A Rota Marítima Central, que liga o norte de África à Sicilia e à Calábria, permanece a via de migração mais movimentada do Mediterrâneo. Em 2024, mais de 50.000 pessoas atravessaram esta rota, um aumento de 60% face ao ano anterior. O fluxo cria pressão sobre os sistemas de acolhimento e alimenta a procura de trabalho barato e não declarado nas zonas rurais.

O que acontece agora

Os dois detidos ficaram em silêncio durante o primeiro interrogatório perante o juiz de instrução em Foggia. Os seus advogados indicaram que vão impugnar a validade das provas recolhidas no local, argumentando que a carrinha foi movida antes da chegada da polícia científica. O julgamento preliminar está marcado para o próximo mês.

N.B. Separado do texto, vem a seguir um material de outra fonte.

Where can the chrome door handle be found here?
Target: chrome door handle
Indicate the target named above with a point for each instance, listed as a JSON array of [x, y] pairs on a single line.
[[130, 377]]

Entretanto, o Parlamento Italiano debate uma proposta de lei que criminaliza a contratação de trabalhadores sem documentação. A votação está prevista para Fevereiro. Grupos de defesa dos direitos humanos vão monitorizar o processo e pedem que os detidos sejam investigados também por "tráfico de seres humanos", uma acusação mais grave que requer prova de coacção ou engano. As organizações pedem ainda que o caso leve a uma investigação parliamentary sobre as condições nos campos agrícolas da Puglia — algo que não acontece há três anos.